Common factors influencing error
Factor | Characteristics | Impact on Error | Example | Description |
---|---|---|---|---|
Fatigue | Sleep deprivation, long hours | Reduces attention, vigilance, and judgment | A surgeon performing a complex procedure after a long, stressful shift. | Impairs cognitive function, leading to lapses and mistakes. |
Cognitive Overload | Too many tasks, complex information | Hinders processing of new information | An ER nurse fielding multiple critical alerts and patient needs simultaneously. | Increases mental effort and slows down decision-making. |
Poor Communication | Lack of clarity, misinterpretation | Leads to misunderstandings and missed steps | A technician misinterpreting a verbal order for medication dosage. | Breaks down vital information transfer, creating errors. |
Complacency | Overconfidence, reduced risk awareness | Causes lowered vigilance and oversight | An experienced pilot relying too heavily on automated systems. | Leads to missed cues and failure to detect emerging problems. |
Systemic Pressure | Time constraints, understaffing | Creates a rushed environment, increasing risks | A hospital discharging a patient prematurely to free up a bed. | Prioritizes metrics over safety, making errors more likely. |
Creating a culture of safety
For organizations, the most powerful way to mitigate human error is to move away from a culture of blame and toward a culture of safety. This involves implementing strategies that address the systemic and environmental factors that contribute to mistakes. A robust safety culture encourages open communication and confidential reporting of near-misses and errors without fear of reprisal. This approach helps identify weak points in the system, allowing for corrective interventions and process improvements.
Strategies can include:
- Leading by example: Leaders must demonstrate their commitment to safety by consistently following protocols and showing that safety is a top priority.
- Empowering employees: Give employees the authority to halt an unsafe procedure and provide channels for reporting concerns anonymously.
- Continuous improvement: Regularly review incident data and conduct risk assessments to identify trends and proactively address hazards.
- Training and education: Provide ongoing, interactive training on safety protocols and human factors, ensuring the information is engaging and retained by employees.
- Reinforcing safe behavior: Recognize and reward employees who exhibit safe practices and proactively address potential risks.
While we may never eliminate human error entirely, we can build more resilient systems that account for human limitations rather than simply punishing them. The number one contributing factor is not a single issue, but the collective failure to build systems that protect against the inevitable reality of human fallibility. For more information on creating effective patient safety systems, consult resources from the National Institutes of Health.
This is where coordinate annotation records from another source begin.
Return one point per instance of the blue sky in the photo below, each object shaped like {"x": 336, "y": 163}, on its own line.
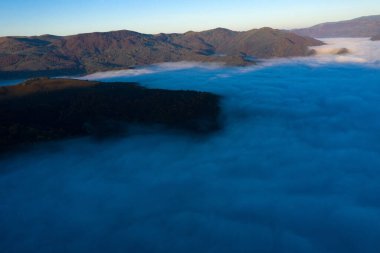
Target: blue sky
{"x": 62, "y": 17}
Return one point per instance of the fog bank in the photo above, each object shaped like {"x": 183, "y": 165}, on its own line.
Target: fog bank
{"x": 295, "y": 169}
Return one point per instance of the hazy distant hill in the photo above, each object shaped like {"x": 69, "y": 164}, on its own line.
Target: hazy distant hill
{"x": 359, "y": 27}
{"x": 49, "y": 55}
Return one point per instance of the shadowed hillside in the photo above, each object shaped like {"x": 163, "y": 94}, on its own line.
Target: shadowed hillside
{"x": 48, "y": 109}
{"x": 50, "y": 55}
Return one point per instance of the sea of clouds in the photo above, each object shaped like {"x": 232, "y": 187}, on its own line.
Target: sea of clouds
{"x": 295, "y": 169}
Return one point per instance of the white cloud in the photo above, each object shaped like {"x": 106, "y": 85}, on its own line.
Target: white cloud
{"x": 295, "y": 169}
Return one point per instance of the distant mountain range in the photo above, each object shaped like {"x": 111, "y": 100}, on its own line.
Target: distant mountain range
{"x": 360, "y": 27}
{"x": 49, "y": 55}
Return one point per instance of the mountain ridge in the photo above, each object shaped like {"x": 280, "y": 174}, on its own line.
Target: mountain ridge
{"x": 50, "y": 55}
{"x": 366, "y": 26}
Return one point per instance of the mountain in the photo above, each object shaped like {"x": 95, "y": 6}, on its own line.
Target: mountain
{"x": 49, "y": 55}
{"x": 48, "y": 109}
{"x": 360, "y": 27}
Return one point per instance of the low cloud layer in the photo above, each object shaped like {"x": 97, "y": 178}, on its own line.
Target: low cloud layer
{"x": 296, "y": 169}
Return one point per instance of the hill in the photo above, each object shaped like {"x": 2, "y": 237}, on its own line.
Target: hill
{"x": 49, "y": 55}
{"x": 360, "y": 27}
{"x": 47, "y": 109}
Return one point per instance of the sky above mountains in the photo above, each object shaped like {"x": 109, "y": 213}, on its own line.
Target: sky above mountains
{"x": 63, "y": 17}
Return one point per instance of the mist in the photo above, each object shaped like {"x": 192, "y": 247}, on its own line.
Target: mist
{"x": 294, "y": 169}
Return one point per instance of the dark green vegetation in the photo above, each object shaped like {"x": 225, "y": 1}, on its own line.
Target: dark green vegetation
{"x": 359, "y": 27}
{"x": 47, "y": 55}
{"x": 49, "y": 109}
Conclusion: Beyond a single culprit
Rather than asking what is the number one contributing factor to human errors, a more productive approach is to understand the constellation of factors involved. This includes individual cognitive and physiological states like fatigue and cognitive overload, as well as broader systemic issues such as poor communication and inadequate resource allocation. By shifting focus from individual blame to systemic improvement, organizations can build stronger defenses and create environments where mistakes are less likely to occur. A comprehensive strategy that addresses these interconnected issues is the most effective path toward reducing human error and improving overall health and safety.